Design of Seamless Multi-modal Interaction Framework for Intelligent Virtual Agents in Wearable Mixed Reality Environment
Ghazanfar Ali, Hong-Quan Le, Junho Kim, Seoung-won Hwang, Jae-In Hwang
TL;DR
The paper addresses delivering engaging, non-repetitive content through intelligent virtual agents in wearable mixed reality for venues like museums and botanical gardens. It presents a modular framework that fuses spatial mapping, gaze-based interaction, speech, object recognition, cloud-based chatbot services, and expressive avatar animation to create seamless experiences on resource-constrained devices. Key contributions include the design and implementation of the virtual agent framework, explicit mapping of speech content to body animations and facial emotions, and a scalable anchor-map approach to extend the MR workspace. Empirical demonstration in a botanical garden scenario shows interactive response times around 2–4 seconds after user queries (5–8 seconds total including perception and network latency), highlighting the practicality and adaptability of the approach for diverse MR devices and applications.

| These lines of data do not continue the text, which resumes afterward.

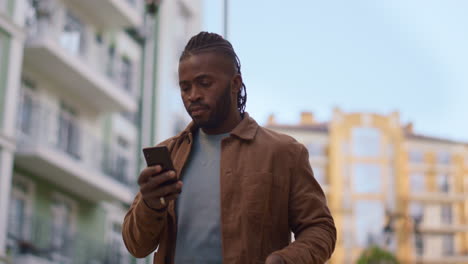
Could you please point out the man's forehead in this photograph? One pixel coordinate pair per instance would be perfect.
(207, 62)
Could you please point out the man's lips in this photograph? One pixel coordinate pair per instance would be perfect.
(197, 110)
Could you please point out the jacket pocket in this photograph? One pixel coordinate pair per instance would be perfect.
(256, 194)
(256, 198)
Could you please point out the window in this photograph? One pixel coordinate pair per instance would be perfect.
(132, 2)
(417, 211)
(416, 156)
(443, 158)
(19, 212)
(127, 74)
(27, 108)
(316, 149)
(417, 182)
(366, 142)
(63, 212)
(69, 133)
(443, 183)
(419, 244)
(2, 46)
(446, 214)
(320, 175)
(117, 248)
(73, 35)
(369, 221)
(367, 178)
(122, 162)
(3, 6)
(448, 247)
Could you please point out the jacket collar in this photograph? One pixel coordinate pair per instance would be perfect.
(246, 129)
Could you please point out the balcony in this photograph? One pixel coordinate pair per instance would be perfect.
(457, 259)
(80, 66)
(444, 229)
(47, 244)
(439, 197)
(119, 13)
(56, 146)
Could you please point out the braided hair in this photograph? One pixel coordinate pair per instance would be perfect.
(212, 42)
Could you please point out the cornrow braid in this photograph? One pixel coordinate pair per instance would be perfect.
(212, 42)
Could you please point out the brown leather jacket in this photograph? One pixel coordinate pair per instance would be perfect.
(267, 190)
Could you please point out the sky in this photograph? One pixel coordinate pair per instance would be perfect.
(361, 55)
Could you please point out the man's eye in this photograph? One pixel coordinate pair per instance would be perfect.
(205, 83)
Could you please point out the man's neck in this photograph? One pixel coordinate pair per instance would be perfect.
(231, 122)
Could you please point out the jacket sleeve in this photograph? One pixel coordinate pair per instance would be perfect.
(309, 218)
(142, 228)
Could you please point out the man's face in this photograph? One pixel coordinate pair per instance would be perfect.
(205, 83)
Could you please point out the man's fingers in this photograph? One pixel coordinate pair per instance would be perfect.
(162, 191)
(154, 182)
(147, 173)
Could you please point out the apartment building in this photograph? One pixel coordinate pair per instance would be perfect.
(71, 83)
(389, 186)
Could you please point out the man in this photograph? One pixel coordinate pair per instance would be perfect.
(245, 187)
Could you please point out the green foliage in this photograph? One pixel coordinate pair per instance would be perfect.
(376, 255)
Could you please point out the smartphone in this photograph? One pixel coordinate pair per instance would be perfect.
(158, 156)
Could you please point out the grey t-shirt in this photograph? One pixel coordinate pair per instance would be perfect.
(198, 206)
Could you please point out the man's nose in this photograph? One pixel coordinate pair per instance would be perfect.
(194, 95)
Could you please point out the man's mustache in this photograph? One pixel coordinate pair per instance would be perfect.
(197, 105)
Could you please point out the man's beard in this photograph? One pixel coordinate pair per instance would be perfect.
(219, 112)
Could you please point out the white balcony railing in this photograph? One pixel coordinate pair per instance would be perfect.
(42, 127)
(79, 58)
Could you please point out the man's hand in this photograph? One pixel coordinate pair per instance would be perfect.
(153, 186)
(274, 259)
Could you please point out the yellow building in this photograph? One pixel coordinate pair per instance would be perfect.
(388, 186)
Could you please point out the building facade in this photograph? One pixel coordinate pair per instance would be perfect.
(70, 99)
(388, 186)
(179, 20)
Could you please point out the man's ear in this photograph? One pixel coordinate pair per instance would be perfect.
(236, 83)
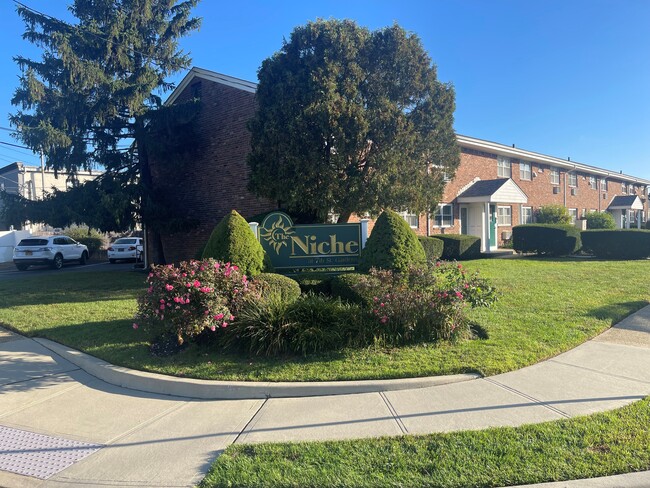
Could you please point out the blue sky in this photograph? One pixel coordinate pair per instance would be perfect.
(568, 78)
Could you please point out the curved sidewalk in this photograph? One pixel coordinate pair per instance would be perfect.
(145, 438)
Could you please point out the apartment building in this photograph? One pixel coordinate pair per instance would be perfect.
(495, 187)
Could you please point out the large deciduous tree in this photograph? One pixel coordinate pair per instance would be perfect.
(94, 98)
(351, 120)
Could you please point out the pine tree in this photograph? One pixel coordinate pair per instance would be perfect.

The work suggests that cloud-enabled multimodal virtual agents can significantly enhance real-world MR experiences by combining realism, responsiveness, and flexibility across applications.
Abstract
In this paper, we present the design of a multimodal interaction framework for intelligent virtual agents in wearable mixed reality environments, especially for interactive applications at museums, botanical gardens, and similar places. These places need engaging and no-repetitive digital content delivery to maximize user involvement. An intelligent virtual agent is a promising mode for both purposes. Premises of framework is wearable mixed reality provided by MR devices supporting spatial mapping. We envisioned a seamless interaction framework by integrating potential features of spatial mapping, virtual character animations, speech recognition, gazing, domain-specific chatbot and object recognition to enhance virtual experiences and communication between users and virtual agents. By applying a modular approach and deploying computationally intensive modules on cloud-platform, we achieved a seamless virtual experience in a device with limited resources. Human-like gaze and speech interaction with a virtual agent made it more interactive. Automated mapping of body animations with the content of a speech made it more engaging. In our tests, the virtual agents responded within 2-4 seconds after the user query. The strength of the framework is flexibility and adaptability. It can be adapted to any wearable MR device supporting spatial mapping.